Copper Mountain stock plunges on Q3 disappointment, more guidance cuts

Aerial view of the Copper Mountain mine in BC. Credit: Copper Mountain Mining

Copper Mountain Mining (TSX: CMMC; (ASX: C6C) plunged on Wednesday following disappointing results released for the third quarter of 2022, which “clearly did not meet” expectations as described by president and CEO Gil Clausen.

Copper Mountain’s stock dropped 13.5% by 11:00 a.m. ET to C$1.60 a share, the lowest since early October. Year-to-date, the stock is down over 55%, bringing the company’s market value to about C$336.6 million.

During Q3 2022, Copper Mountain produced 16.5 million lb. of copper equivalent, including 13.2 million lb. of copper plus 6,053 oz. of gold and 64,331 oz. of silver as credits, from its flagship mine in southern BC. This was noticeably lower compared to Q3 2021, in which 22.4 million lb. of copper, 7,449 oz. of gold, and 134,987 oz. of silver were produced.

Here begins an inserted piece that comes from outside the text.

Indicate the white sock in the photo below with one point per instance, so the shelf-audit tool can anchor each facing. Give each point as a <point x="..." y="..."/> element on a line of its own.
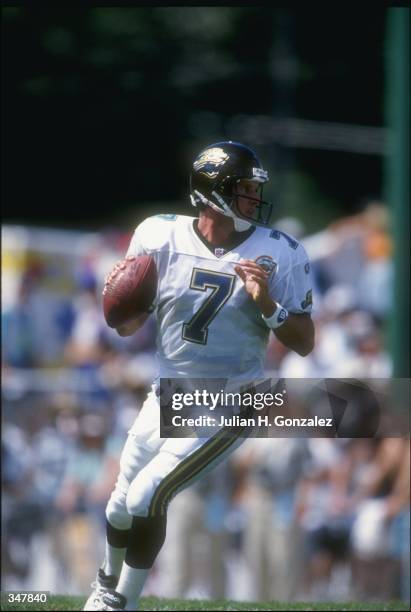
<point x="113" y="560"/>
<point x="131" y="584"/>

According to the company, the weaker Q3 2022 production is a result of the mill feed grade, mill throughput and copper recoveries all being down for the quarter. Mill feed grade was 0.24% copper as compared to 0.37% in Q3 2021, while copper recovery was 74.4% to 79.7%. Tonnes milled during Q3 2022 were about 40,000 tonnes lower than the prior-year quarter.

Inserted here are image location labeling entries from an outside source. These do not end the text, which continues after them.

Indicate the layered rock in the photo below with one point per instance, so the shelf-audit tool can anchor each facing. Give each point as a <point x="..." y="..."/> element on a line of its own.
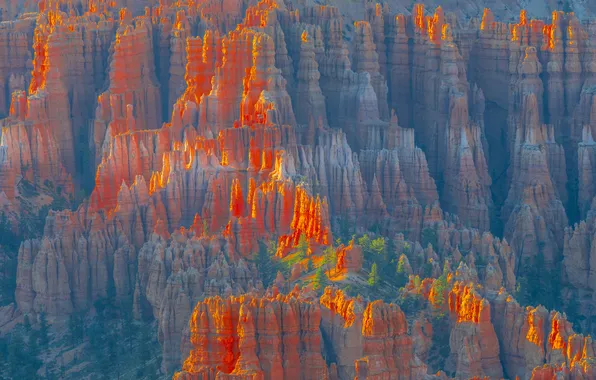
<point x="251" y="337"/>
<point x="531" y="337"/>
<point x="473" y="342"/>
<point x="133" y="91"/>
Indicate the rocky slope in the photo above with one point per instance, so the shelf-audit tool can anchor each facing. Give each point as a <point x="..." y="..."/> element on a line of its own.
<point x="215" y="128"/>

“Lower grade and lower mill throughput impacted our copper output. We experienced a grade reduction as most of the ore processed in the third quarter came from the lower-grade north pit as opposed to the planned Phase 4 of the main pit,” stated Clausen.

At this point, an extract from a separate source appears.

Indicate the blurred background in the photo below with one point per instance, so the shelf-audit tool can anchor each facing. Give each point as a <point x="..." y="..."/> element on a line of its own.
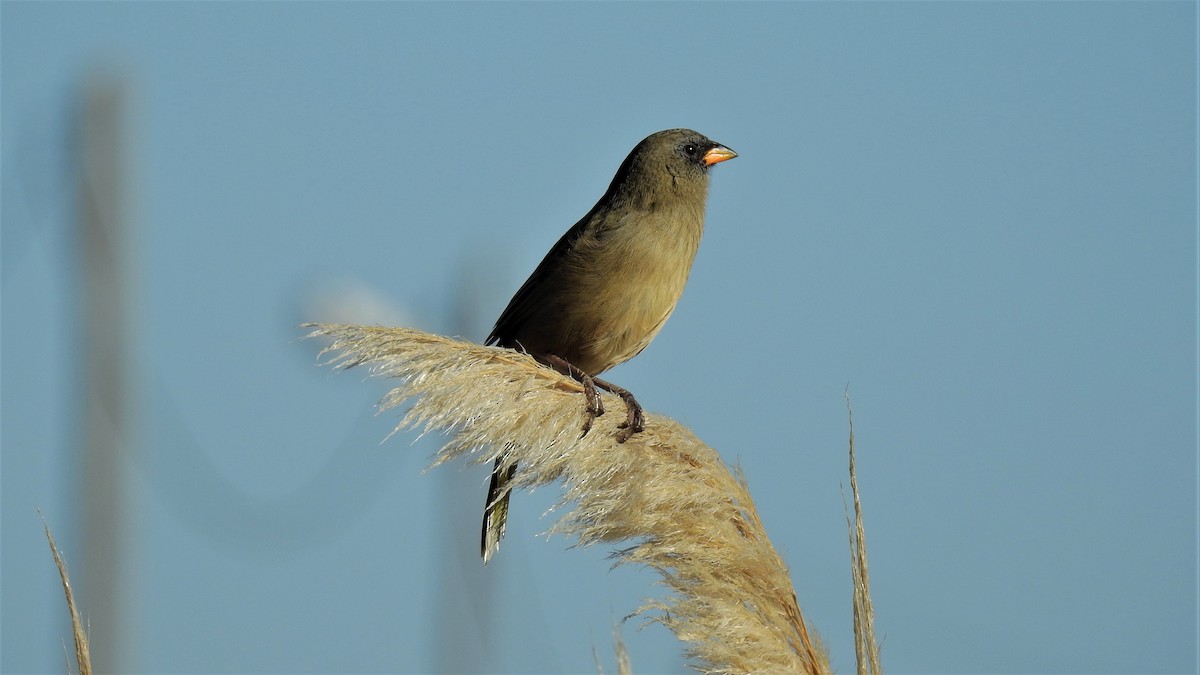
<point x="978" y="217"/>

The lower mill throughput, as well as inflationary pressures, also contributed to higher production costs for Q3 2022. Cash cost, net of precious metal credits, was $3.70 per pound of copper produced, as compared to $1.50 in Q3 2021. All-in sustaining costs (AISC) were also higher at $4.50 per pound, compared to $1.77 in Q3 2021, due to expenditures on the mine’s water management systems.

As a result of the lower production and higher costs, Copper Mountain swung into the red during Q3 2022, posting a net loss of C$39.4 million or C$0.15 per share, as opposed to a net income of C$25.8 million or C$0.08 per share in Q3 2021. Cash flow from operating activities for Q3 2022 was a negative C$7.5 million.

As a result of production results to date in 2022, the company has once again slashed its copper production estimates to the range of 55-60 million lb. Previously, it was reduced and set at 65-75 million lb at the end of the second quarter. This revised annual guidance also reflects a week of unplanned downtime due to repair maintenance of the primary crusher in October.

However, it is expected that production in the fourth quarter will increase and exceed each of the past three quarters as the company is now mining higher-grade ore from Phase 4 of the main pit, where it has been experiencing grades of approximately 0.28% copper and has achieved the design capacity of 45,000 t/d.

Commenting on possible operational improvements in Q4 and beyond, Clausen said: “In the second half of September, we advanced mining to consistently large zones of continuous higher-grade ore in Phase 4. We expect that result to continue throughout the fourth quarter and solidify into higher-grade ore production through 2023.”

“In the fourth quarter, we expect AIC to improve significantly and be in the $2.90 to $3.10 per pound range from our operational turnaround and benefit from the higher grades from Phase 4, where we expect an average of 0.27% copper in Q4,” he added.

Clausen also noted that despite a challenging quarter, the company still managed to complete several primary objectives, including a 70% increase in Copper Mountain’s measured and indicated mineral resources compared to the prior technical report dated November 30, 2020.

An increased mineral reserve base also supported a new life of mine plan with a mill expansion to 65,000 t/d, producing a total of 4.1 billion lb. of copper equivalent over a mine life of 32 years. The open-pit mine is expected to have an after-tax net present value at an 8% discount rate of C$1.24 billion.